Section 6.13 Preparation of Information Statement; SEC Filings.
(a) Promptly after the execution and delivery of this Agreement,
Genco Holdings shall prepare (in consultation with Buyer and Parents) and file
with the SEC an information statement, which information statement shall relate
to the adoption of this Agreement and approval of the transactions contemplated
hereby, including the Public Company Merger, and shall comply with the
requirements of Rule 13e-3 under the Exchange Act (the "INFORMATION STATEMENT").

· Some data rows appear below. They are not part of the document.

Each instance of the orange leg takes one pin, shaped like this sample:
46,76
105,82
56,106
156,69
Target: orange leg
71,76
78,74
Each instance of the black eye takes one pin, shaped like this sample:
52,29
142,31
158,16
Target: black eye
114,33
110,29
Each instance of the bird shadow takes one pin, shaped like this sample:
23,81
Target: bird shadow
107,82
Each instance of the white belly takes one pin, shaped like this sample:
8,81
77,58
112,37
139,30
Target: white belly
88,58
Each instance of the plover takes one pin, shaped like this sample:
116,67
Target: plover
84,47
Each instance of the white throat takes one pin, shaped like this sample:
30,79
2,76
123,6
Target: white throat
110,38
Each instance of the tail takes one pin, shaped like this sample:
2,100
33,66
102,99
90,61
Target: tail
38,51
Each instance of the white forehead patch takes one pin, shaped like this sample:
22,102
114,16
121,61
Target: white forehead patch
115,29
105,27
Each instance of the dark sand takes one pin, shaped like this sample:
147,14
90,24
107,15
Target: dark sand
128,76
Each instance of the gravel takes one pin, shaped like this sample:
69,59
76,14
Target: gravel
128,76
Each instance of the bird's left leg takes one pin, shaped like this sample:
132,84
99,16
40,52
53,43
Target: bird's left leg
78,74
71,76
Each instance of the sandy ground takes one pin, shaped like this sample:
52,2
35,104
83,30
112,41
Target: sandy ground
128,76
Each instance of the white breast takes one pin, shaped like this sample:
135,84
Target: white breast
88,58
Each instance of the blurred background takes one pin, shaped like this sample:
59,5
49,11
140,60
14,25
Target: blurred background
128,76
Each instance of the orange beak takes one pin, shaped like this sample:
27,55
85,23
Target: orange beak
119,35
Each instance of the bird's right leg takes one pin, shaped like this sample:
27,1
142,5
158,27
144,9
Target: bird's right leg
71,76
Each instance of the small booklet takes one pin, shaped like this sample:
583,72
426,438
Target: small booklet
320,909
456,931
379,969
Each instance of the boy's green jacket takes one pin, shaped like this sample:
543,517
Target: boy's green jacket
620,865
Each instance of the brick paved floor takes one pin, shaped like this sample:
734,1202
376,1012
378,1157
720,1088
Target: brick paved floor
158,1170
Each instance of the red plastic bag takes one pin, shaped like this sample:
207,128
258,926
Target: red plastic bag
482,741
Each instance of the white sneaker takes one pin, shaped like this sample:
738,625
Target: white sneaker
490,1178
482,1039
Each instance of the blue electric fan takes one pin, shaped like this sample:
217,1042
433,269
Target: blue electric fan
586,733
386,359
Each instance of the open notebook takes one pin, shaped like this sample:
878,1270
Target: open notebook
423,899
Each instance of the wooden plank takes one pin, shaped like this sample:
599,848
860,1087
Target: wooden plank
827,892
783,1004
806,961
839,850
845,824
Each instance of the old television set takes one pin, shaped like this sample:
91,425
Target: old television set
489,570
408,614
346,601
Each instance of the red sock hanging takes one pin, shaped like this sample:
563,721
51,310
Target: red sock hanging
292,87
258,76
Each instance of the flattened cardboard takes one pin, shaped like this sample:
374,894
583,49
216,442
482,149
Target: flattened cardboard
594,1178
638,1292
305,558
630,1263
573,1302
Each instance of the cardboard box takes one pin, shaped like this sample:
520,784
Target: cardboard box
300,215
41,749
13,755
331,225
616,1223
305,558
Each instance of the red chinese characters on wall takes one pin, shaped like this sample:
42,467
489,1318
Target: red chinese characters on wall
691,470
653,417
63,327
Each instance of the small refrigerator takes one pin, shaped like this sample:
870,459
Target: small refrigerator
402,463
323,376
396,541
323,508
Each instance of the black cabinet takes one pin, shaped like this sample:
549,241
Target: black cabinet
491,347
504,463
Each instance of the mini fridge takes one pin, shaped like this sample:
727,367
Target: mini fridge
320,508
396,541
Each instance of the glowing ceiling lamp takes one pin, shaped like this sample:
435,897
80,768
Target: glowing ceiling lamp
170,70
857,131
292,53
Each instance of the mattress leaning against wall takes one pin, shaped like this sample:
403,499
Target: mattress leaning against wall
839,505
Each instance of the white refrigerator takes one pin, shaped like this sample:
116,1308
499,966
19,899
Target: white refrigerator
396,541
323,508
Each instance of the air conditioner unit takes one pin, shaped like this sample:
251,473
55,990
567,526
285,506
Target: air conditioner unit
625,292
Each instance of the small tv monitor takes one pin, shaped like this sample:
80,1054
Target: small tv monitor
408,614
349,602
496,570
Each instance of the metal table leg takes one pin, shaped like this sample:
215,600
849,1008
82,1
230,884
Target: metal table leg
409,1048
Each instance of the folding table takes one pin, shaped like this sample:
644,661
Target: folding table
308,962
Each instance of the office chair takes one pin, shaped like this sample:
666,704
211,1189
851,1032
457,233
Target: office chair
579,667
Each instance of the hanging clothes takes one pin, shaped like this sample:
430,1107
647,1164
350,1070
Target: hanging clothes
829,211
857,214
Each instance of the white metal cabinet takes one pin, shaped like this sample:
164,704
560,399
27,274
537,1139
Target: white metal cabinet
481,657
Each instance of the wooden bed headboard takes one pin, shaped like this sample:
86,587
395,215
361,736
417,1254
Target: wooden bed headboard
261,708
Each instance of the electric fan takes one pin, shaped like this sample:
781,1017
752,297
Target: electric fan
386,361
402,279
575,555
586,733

The Information Statement shall include the recommendation of the board of
directors of Genco Holdings described in Section 4.25. Genco Holdings shall also
mail a copy of the Information Statement to
76
Genco Holdings' shareholders as promptly as practicable following the date of
this Agreement.
(b) Each of Buyer, Genco Holdings and Parents (i) shall furnish
all information concerning itself and its subsidiaries to the others as may be
reasonably requested in connection with the preparation, filing and distribution
of the Information Statement and (ii) agrees, as to itself and its subsidiaries,
that none of the information supplied or to be supplied by it or its
subsidiaries (other than, in the case of Parents, the Companies) for inclusion
or incorporation by reference in the Information Statement and any amendment or
supplement thereto will, at the date of mailing to shareholders, contain any
untrue statement of a material fact or omit to state any material fact required
to be stated therein or necessary in order to make the statements therein, in
light of the circumstances under which they were made, not misleading. Each of
Buyer, Genco Holdings and Parents agrees to promptly correct any information
provided by it for use in the Information Statement that shall have become false
or misleading. Genco Holdings will cause the Information Statement to comply as
to form in all material respects with the applicable provisions of the Exchange
Act and the rules and regulations thereunder.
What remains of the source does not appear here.